Le "Capitaine Frank" a quarante ans et il a fait ses études à l'école de navigation de Strasbourg. Il a ensuite gravi les échelons jusqu'à obtenir son brevet de capitaine, d'abord sur le Rhin. C'est d'ailleurs le fleuve qu'il préfère ! Le Rhin, de par son importante fréquentation est un fleuve très surveillé et la police fluviale est partout. Les règles de circulation y sont donc plus sécurisantes. Frank Fiorillo n'est pas marié. L'année passée, lors de l'inauguration du "Symphonie", il m'avait confié, un sourire en coin : - "Femme de marin, femme de chagrin!". |
Vendredi 4 sept 1998 - 6h40
Le jour commence tout doucement à poindre au travers des lourds nuages de ce début septembre. Je m'arrête un instant sur le halage de Meuse. De l'autre côté, j'aperçois le Renoir. Malgré l'heure matinale, ça bouge, ça travaille de tous les côtés et les lumières du bateau se reflètent dans l'eau grise et sale. C'est bientôt terminé pour les gens de Beez. D'ici quelques minutes, le grand bateau qu'ils ont construit, le résultat de six mois de dur labeur, va s'en aller. Lorsque j'arrive à son bord, on en est aux derniers préparatifs, quelques petites finitions, quelques soudures.
Huit heures. Arrivée du Capitaine Frank. C'est en quelque sorte le pilote d'essai de l'armateur, il a la charge de réaliser les premiers tests du bateau et de le ramener à Strasbourg.

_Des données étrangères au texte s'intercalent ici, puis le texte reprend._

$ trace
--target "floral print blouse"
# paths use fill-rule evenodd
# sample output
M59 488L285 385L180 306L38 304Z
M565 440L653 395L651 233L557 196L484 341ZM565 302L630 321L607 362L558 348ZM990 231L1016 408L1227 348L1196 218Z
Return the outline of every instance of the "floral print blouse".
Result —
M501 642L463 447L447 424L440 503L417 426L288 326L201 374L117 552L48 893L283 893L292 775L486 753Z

L'équipe française commence à embarquer. Durant les quatre jours que durera le trajet, ils continueront à travailler à l'aménagement intérieur...
Dix heures trente. Doucement, le Renoir commence à s'éloigner du quai. Quelques ouvriers restent là, debout sous la pluie battante de cette triste matinée, pour le voir partir. A quelques mètres de la rive, commencent les premiers essais réels de moteur et de navigabilité. Et les petits problèmes à résoudre. Une heure plus tard, c'est le vrai départ. Mais, il faut tout d'abord aller tourner, là où la Meuse est la plus large, juste avant l'écluse des Grands-Malades. Une opération délicate. Le bateau fait 110 mètres de long et, même à cet endroit, le fleuve n'est guère plus large. Il n'y a que deux ou trois mètres de part et d'autre. Mais tout se passe bien et le "Renoir" repasse devant le chantier naval.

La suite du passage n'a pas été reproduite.